Since each node in the cluster has its own operating system and program files, you must apply OS, SQL, and LogRhythm updates to both nodes. In general, if there is a program change on one node in the cluster, you must perform those same actions on the other node. For example, when you install an OS service pack on one node in the cluster you must also apply the same service pack to the other node. For more information, see Perform Platform Updates for HA Deployments.
Components of SIOS Protection Suite
SIOS Core Products:
LifeKeeper
LifeKeeper provides continuous monitoring of critical resources.

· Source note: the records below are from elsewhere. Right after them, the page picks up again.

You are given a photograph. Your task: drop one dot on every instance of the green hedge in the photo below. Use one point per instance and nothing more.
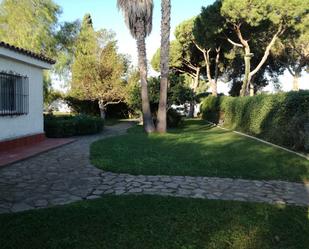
(67, 126)
(281, 118)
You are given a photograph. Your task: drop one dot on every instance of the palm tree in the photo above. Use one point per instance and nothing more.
(164, 61)
(138, 17)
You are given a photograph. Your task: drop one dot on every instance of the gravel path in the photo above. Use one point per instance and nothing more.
(65, 175)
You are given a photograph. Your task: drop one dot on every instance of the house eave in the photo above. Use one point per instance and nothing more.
(11, 54)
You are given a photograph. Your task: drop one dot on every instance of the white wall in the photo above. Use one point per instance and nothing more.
(32, 123)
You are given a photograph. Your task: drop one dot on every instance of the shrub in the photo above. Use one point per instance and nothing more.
(67, 126)
(279, 118)
(173, 119)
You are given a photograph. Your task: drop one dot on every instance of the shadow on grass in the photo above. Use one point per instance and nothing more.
(197, 150)
(156, 223)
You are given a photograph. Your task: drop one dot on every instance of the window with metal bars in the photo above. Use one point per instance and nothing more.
(14, 94)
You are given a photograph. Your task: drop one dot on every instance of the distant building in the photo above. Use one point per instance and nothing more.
(21, 95)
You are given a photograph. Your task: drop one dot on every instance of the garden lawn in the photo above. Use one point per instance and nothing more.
(197, 149)
(135, 222)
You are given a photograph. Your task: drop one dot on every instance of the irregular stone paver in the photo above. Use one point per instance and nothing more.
(65, 175)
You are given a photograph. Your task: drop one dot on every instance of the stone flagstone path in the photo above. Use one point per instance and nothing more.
(65, 175)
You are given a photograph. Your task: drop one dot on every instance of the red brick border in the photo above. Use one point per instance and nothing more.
(22, 141)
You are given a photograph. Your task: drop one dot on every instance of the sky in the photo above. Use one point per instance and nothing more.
(105, 15)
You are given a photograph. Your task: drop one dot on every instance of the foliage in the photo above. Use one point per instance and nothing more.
(255, 27)
(97, 70)
(173, 118)
(67, 126)
(197, 149)
(178, 92)
(154, 222)
(78, 106)
(29, 24)
(66, 39)
(279, 118)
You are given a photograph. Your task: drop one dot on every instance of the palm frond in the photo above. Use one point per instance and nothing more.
(136, 12)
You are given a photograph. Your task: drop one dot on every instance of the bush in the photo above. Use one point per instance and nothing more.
(68, 126)
(281, 118)
(173, 119)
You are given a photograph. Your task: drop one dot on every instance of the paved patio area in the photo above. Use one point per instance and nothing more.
(65, 175)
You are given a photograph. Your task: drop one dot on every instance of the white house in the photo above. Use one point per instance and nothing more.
(21, 95)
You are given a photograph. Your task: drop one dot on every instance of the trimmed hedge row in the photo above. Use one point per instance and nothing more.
(281, 118)
(68, 126)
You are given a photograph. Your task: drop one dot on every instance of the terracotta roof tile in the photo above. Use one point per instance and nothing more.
(27, 52)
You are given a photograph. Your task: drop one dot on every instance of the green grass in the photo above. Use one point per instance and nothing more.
(197, 150)
(157, 223)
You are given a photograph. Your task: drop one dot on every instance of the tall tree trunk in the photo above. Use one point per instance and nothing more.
(165, 45)
(215, 87)
(208, 73)
(196, 81)
(296, 81)
(102, 108)
(247, 76)
(142, 64)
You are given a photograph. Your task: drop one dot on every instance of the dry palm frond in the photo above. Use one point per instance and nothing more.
(136, 11)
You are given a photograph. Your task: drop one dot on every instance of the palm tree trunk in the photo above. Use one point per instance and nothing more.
(165, 45)
(296, 81)
(142, 63)
(247, 77)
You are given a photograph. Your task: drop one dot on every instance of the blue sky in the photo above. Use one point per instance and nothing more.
(106, 15)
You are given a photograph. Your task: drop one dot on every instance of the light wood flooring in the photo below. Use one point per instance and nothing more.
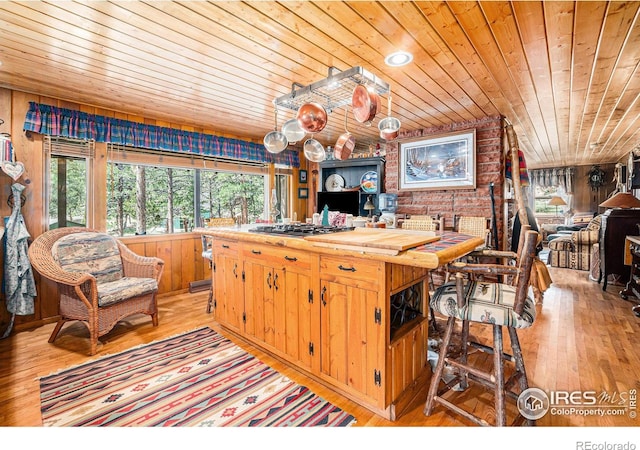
(583, 339)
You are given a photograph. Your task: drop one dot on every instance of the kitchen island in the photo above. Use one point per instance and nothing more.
(349, 309)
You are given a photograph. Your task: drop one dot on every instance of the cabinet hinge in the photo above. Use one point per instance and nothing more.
(377, 378)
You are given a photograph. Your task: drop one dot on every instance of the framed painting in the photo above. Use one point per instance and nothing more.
(445, 161)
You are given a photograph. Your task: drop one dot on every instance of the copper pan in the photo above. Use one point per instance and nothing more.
(365, 103)
(312, 117)
(345, 143)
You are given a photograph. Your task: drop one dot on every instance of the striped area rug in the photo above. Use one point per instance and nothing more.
(197, 379)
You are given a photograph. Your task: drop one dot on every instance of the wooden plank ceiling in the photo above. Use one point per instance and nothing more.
(565, 74)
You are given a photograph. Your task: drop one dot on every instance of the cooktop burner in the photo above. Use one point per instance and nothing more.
(295, 229)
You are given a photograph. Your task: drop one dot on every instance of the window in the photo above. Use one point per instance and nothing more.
(155, 194)
(149, 200)
(283, 183)
(232, 194)
(68, 178)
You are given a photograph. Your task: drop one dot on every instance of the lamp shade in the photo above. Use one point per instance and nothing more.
(621, 200)
(557, 201)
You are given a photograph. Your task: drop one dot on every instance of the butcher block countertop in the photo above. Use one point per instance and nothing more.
(406, 247)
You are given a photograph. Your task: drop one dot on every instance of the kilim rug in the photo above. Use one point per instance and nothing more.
(197, 379)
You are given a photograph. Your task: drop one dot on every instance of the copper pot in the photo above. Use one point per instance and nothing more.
(312, 117)
(345, 143)
(365, 103)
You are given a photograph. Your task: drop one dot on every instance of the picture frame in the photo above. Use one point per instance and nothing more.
(446, 161)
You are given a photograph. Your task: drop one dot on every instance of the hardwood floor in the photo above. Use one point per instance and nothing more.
(583, 339)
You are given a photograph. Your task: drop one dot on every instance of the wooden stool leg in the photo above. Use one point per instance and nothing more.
(463, 357)
(498, 372)
(210, 301)
(437, 375)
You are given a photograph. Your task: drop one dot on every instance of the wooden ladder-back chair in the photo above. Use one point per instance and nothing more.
(474, 226)
(100, 281)
(495, 304)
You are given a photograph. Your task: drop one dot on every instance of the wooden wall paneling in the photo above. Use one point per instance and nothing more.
(175, 254)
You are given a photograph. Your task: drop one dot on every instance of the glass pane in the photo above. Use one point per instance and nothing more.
(67, 192)
(235, 195)
(149, 200)
(282, 190)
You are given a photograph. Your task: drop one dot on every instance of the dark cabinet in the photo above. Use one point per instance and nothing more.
(616, 225)
(352, 172)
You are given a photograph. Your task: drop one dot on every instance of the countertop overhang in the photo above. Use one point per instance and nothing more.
(449, 247)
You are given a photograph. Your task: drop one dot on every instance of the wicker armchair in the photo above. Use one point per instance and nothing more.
(100, 281)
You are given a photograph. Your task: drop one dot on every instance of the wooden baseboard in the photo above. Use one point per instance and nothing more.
(199, 286)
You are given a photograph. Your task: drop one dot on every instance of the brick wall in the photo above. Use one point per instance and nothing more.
(450, 202)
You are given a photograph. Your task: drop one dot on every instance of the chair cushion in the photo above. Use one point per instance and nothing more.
(124, 288)
(486, 303)
(95, 253)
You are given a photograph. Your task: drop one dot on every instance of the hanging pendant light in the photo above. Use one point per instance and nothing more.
(275, 141)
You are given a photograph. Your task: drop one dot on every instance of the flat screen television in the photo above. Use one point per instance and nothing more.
(347, 202)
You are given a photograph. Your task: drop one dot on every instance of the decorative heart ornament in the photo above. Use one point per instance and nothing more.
(14, 170)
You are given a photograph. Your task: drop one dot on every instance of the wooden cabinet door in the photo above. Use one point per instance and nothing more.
(258, 295)
(227, 283)
(352, 339)
(294, 314)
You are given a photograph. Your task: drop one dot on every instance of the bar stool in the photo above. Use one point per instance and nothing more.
(207, 251)
(490, 303)
(207, 254)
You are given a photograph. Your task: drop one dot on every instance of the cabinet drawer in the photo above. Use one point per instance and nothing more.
(225, 246)
(334, 267)
(278, 257)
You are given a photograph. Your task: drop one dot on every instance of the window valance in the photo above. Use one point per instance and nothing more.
(54, 121)
(555, 177)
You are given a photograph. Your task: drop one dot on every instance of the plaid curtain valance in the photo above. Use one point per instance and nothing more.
(54, 121)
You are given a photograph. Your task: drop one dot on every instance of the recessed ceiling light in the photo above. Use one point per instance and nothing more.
(397, 59)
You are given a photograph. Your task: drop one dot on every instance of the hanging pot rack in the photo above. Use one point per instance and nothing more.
(332, 92)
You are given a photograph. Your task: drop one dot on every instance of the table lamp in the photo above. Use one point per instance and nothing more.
(621, 200)
(557, 201)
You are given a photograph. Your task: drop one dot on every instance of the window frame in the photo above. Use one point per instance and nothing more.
(70, 148)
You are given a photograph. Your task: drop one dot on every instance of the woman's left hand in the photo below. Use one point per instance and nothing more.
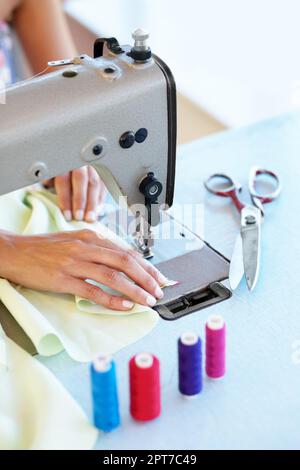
(81, 193)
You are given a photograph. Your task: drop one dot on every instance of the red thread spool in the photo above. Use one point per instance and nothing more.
(144, 379)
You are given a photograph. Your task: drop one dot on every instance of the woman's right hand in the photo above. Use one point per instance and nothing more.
(61, 262)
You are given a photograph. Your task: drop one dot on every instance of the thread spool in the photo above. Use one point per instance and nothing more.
(215, 330)
(105, 394)
(144, 376)
(190, 364)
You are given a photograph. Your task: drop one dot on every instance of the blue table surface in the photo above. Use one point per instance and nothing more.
(257, 404)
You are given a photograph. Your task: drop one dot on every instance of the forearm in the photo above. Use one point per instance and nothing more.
(43, 31)
(6, 247)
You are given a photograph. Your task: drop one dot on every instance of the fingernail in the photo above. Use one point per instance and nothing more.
(68, 216)
(159, 293)
(91, 216)
(127, 304)
(79, 214)
(162, 279)
(151, 301)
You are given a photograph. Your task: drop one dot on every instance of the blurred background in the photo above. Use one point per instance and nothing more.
(235, 61)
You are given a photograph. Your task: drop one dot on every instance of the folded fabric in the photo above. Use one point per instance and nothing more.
(36, 412)
(56, 321)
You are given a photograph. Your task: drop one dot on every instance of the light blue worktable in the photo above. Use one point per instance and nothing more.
(257, 404)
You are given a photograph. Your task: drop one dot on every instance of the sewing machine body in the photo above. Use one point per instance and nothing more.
(52, 124)
(95, 112)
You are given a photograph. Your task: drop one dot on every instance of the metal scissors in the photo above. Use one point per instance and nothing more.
(247, 249)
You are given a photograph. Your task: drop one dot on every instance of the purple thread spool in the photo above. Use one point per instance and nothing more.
(215, 330)
(190, 364)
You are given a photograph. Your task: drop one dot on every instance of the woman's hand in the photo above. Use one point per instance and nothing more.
(80, 193)
(61, 262)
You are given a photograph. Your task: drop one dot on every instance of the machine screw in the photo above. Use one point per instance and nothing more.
(250, 219)
(97, 149)
(140, 37)
(127, 140)
(38, 171)
(141, 135)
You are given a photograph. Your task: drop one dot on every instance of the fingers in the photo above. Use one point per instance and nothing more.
(117, 281)
(96, 239)
(79, 188)
(98, 296)
(124, 262)
(64, 193)
(93, 194)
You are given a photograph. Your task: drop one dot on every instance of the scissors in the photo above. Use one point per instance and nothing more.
(246, 254)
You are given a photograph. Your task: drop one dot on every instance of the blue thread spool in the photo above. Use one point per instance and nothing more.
(190, 364)
(105, 394)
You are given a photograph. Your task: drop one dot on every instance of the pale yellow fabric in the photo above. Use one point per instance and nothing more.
(55, 321)
(36, 412)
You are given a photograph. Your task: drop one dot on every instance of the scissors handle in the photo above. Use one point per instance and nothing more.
(224, 186)
(264, 198)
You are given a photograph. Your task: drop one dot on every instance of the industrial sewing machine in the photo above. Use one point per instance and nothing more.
(117, 112)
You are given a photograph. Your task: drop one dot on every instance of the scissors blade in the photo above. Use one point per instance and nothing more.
(236, 270)
(251, 235)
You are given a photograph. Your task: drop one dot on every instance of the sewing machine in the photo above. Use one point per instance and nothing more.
(117, 112)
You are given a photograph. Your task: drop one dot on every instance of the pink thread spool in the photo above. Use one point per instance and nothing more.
(215, 331)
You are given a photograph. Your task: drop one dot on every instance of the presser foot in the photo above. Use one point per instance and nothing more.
(144, 247)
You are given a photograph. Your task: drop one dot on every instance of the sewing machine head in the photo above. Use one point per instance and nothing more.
(116, 111)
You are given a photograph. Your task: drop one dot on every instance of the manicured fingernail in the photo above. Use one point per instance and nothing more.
(158, 293)
(151, 301)
(162, 279)
(127, 304)
(68, 216)
(79, 214)
(91, 216)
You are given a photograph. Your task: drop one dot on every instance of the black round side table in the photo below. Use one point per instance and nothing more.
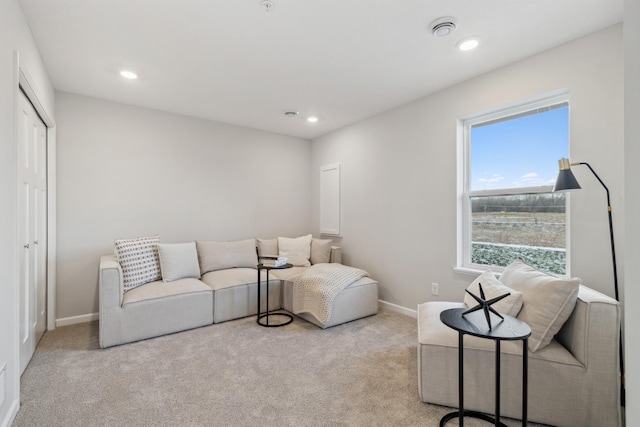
(269, 314)
(509, 329)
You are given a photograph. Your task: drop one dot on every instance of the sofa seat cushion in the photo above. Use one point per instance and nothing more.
(160, 289)
(221, 279)
(357, 300)
(432, 332)
(288, 274)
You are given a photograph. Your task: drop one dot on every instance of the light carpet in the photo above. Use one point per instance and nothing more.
(363, 373)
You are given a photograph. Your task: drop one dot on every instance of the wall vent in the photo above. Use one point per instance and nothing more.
(3, 383)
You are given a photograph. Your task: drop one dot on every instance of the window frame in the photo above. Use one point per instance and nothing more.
(464, 264)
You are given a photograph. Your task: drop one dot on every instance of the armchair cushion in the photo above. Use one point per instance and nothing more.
(548, 300)
(493, 288)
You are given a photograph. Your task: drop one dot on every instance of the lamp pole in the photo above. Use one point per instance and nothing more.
(569, 182)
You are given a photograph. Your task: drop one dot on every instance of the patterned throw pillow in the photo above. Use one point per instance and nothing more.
(139, 261)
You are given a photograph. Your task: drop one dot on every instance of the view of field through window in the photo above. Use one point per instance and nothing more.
(519, 152)
(528, 226)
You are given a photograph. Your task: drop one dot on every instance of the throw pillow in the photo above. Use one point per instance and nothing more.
(178, 261)
(222, 255)
(320, 251)
(297, 250)
(548, 300)
(267, 247)
(492, 288)
(139, 261)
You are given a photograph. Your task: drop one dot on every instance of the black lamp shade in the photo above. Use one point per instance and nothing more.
(566, 181)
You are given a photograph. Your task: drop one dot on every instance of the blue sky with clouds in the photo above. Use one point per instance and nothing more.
(521, 152)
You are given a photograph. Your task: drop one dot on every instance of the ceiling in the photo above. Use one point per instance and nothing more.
(341, 60)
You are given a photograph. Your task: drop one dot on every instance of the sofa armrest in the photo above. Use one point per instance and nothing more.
(336, 254)
(591, 332)
(110, 280)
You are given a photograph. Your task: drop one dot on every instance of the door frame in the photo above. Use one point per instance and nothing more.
(26, 83)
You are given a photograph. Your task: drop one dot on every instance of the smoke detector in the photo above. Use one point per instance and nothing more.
(444, 26)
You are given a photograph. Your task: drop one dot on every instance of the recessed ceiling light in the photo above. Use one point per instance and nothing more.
(468, 44)
(128, 75)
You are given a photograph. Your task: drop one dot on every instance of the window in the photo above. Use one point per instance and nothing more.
(508, 209)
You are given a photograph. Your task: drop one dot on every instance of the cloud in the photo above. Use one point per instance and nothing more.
(495, 178)
(532, 179)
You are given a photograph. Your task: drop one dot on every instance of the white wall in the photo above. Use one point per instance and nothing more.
(632, 199)
(15, 37)
(399, 171)
(125, 171)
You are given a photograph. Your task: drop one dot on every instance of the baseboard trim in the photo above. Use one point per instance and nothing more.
(11, 414)
(398, 309)
(66, 321)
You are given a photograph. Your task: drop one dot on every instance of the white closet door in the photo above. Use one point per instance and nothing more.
(32, 223)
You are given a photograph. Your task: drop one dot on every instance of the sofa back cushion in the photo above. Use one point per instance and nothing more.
(548, 300)
(178, 261)
(297, 250)
(320, 250)
(221, 255)
(268, 247)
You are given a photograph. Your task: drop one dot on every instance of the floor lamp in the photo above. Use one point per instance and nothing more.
(565, 182)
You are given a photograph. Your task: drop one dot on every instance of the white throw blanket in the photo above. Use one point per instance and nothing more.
(316, 288)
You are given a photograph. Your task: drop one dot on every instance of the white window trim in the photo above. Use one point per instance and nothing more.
(464, 264)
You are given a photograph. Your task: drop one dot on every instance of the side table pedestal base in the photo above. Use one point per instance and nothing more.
(473, 414)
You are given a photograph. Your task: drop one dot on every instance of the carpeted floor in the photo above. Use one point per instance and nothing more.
(362, 373)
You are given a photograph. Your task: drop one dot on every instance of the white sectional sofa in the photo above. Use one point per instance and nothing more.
(573, 380)
(223, 286)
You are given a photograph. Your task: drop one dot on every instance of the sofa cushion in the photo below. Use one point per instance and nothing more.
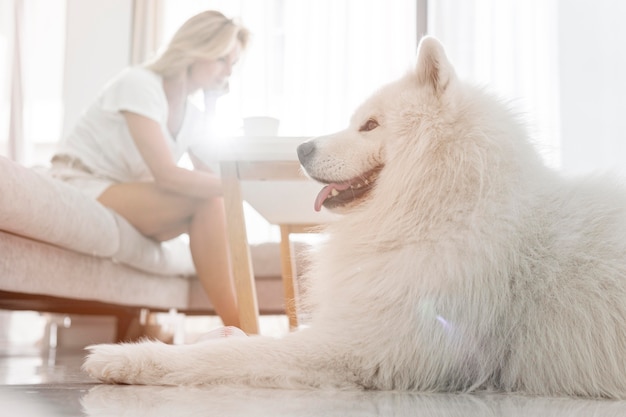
(136, 250)
(39, 207)
(42, 208)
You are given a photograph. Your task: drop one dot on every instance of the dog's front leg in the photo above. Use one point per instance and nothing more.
(299, 360)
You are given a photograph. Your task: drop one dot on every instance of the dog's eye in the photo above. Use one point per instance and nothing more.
(371, 124)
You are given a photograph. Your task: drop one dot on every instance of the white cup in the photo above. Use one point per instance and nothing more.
(260, 126)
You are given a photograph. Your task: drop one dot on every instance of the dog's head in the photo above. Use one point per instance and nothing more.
(350, 162)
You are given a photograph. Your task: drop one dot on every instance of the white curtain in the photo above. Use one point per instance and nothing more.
(310, 62)
(32, 39)
(561, 61)
(512, 47)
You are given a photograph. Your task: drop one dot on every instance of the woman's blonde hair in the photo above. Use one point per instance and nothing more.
(207, 35)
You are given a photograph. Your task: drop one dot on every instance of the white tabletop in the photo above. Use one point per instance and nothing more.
(279, 201)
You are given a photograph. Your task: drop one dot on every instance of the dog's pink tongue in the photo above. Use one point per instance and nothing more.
(323, 195)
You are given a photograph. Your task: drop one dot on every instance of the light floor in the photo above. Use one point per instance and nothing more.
(36, 383)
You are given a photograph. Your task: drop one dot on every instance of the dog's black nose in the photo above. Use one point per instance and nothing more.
(305, 151)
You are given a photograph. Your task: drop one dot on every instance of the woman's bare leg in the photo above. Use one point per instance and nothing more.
(163, 215)
(209, 249)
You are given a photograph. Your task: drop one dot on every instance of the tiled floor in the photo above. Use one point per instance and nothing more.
(33, 384)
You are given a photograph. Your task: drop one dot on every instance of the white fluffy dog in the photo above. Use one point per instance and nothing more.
(461, 263)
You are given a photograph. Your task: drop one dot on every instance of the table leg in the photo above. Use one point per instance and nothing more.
(239, 249)
(287, 268)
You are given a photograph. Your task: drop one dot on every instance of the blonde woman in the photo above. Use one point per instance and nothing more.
(124, 149)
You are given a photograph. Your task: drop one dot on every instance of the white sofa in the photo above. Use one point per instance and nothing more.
(62, 252)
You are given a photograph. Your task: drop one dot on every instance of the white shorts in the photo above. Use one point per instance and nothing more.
(75, 173)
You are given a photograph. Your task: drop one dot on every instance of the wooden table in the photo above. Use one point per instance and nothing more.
(265, 172)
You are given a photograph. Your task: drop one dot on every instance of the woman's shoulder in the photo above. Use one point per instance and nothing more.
(138, 75)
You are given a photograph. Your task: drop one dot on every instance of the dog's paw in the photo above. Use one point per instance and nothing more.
(125, 363)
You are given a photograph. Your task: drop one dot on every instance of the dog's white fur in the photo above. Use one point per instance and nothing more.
(469, 265)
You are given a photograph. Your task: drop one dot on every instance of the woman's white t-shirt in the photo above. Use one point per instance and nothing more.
(101, 139)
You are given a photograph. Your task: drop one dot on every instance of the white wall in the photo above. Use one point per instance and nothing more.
(97, 47)
(592, 39)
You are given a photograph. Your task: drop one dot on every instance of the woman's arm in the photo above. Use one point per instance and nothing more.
(153, 147)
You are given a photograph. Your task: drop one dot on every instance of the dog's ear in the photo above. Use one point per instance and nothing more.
(433, 68)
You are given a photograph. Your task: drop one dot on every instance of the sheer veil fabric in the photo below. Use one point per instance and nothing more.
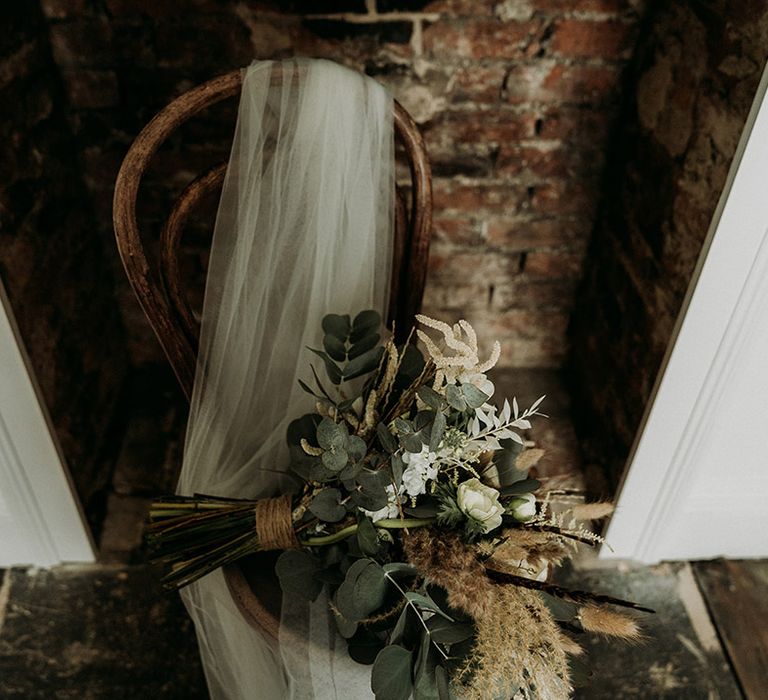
(304, 228)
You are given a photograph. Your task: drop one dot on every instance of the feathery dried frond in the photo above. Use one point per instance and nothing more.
(602, 620)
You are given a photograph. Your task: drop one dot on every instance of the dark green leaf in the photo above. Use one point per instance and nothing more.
(331, 368)
(331, 435)
(364, 646)
(505, 463)
(356, 447)
(335, 459)
(391, 674)
(367, 537)
(455, 398)
(396, 465)
(443, 687)
(338, 326)
(363, 345)
(367, 362)
(518, 487)
(436, 435)
(423, 419)
(325, 505)
(430, 397)
(335, 347)
(473, 396)
(347, 628)
(297, 572)
(386, 438)
(446, 632)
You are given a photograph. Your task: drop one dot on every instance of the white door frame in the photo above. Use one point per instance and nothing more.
(41, 523)
(727, 294)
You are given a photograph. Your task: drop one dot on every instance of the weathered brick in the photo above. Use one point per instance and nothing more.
(479, 39)
(546, 82)
(457, 230)
(524, 234)
(553, 264)
(471, 197)
(577, 38)
(91, 89)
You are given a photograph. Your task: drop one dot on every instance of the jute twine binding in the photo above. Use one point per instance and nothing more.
(274, 525)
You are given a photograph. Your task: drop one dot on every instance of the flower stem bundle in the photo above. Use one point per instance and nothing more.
(417, 515)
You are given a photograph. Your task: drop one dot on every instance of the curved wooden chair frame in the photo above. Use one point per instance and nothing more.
(165, 304)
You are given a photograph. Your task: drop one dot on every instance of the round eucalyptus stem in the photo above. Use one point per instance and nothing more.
(394, 524)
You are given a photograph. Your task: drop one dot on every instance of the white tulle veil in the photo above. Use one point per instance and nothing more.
(304, 228)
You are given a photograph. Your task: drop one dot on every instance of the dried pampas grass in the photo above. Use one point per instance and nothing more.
(602, 620)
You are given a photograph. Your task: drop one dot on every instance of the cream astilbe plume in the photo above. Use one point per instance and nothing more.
(465, 360)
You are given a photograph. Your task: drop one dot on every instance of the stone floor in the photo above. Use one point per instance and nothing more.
(108, 631)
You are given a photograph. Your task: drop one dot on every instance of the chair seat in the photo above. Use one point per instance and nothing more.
(256, 591)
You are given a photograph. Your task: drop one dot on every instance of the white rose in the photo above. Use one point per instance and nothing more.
(414, 481)
(481, 503)
(523, 507)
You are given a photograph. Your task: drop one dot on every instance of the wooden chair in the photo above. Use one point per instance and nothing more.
(163, 300)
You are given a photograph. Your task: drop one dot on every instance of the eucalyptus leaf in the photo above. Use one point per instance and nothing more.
(473, 396)
(441, 680)
(338, 326)
(356, 447)
(325, 505)
(412, 443)
(335, 347)
(367, 537)
(335, 459)
(297, 570)
(397, 468)
(430, 397)
(438, 429)
(386, 438)
(519, 487)
(362, 364)
(331, 435)
(364, 646)
(391, 674)
(331, 368)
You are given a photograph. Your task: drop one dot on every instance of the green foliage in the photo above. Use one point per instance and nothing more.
(391, 674)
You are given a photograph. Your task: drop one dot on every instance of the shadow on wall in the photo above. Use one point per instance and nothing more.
(689, 90)
(53, 263)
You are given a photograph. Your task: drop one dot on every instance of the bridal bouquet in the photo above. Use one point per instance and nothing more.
(415, 515)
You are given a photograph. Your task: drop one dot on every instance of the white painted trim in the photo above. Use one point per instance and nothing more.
(729, 284)
(40, 517)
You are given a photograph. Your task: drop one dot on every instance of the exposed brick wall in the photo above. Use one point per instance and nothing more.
(690, 88)
(51, 259)
(515, 98)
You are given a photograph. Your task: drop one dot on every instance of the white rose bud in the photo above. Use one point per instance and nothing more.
(481, 503)
(523, 508)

This toolset provides the foundation of the LogRhythm HA platform.
DataKeeper
Provides volume-level, block-level replication for disk drives and delivers a shared-nothing solution when used in conjunction with LifeKeeper.
Additional SIOS Software Kits
LifeKeeper SQL Recovery Kit
Provides enhanced functionality to deliver database and process level monitoring along with integrated capabilities within the LifeKeeper GUI. The SQL Recovery Kit is only required for EM, LM, and XM appliances.
Reference Architecture
In a typical deployment using XM appliances, each system is configured with four logical drives.
Drive Letter | Contains | Replicated? |
---|---|---|
C: | System | No |
D: | Data | Yes |
L: | SQL Logs | Yes |
T: | TempDB | No |
Each host requires a static IP Address accessible on the Public Network. Additionally, each pair of nodes requires a Shared IP Address accessible on the Public Network. This Shared IP Address will be the IP Address that is used by the protected elements on the system.
In the reference diagram that follows, the IP Address that all LogRhythm services will be configured to use is the Shared IP Address. SQL and the Windows name also use this same shared IP Address. Together, the Shared IP Address, Shared Name, and Shared Data Volumes form the shared infrastructure on which the LogRhythm Application Stack operates. These resources combine to form a logical virtual server on the network.
Dual-Site Deployment Requirements
Network Connections
Dual-Site deployments provide greater protection from disasters. However, they also have a number of additional requirements to deliver an appropriate level of performance across a distance.
The private and public network connections between cluster nodes must appear as a single, nonrouted LAN that uses technologies such as virtual LANs (VLANs). In these cases, the network must be able to provide a guaranteed maximum round-trip latency between nodes of no more than 15 milliseconds. The NICs carrying Public data and Private data must each appear as a standard LAN to support a shared IP Address between cluster nodes.
Network Bandwidth
Network bandwidth is a key consideration.
An estimate of the network sizing can be calculated by adding the Total Write Bytes for the volumes and adding additional overhead for TCP. Then, divide the sum by the optimal compression factor.
((Write Bytes / Sec for D:) + (Write Bytes / Sec for L:) + (Overhead for TCP ) / (Compression Factor) = Minimum required Network Bandwidth
To summarize, site-to-site configurations require:
- Low latency connections – less than 15 ms ping times between nodes of the cluster.
- The network connecting both the Public and Private adapters must appear as a single subnet.
- Network bandwidth equal to half the total write bytes plus TCP overhead of the replicated volumes.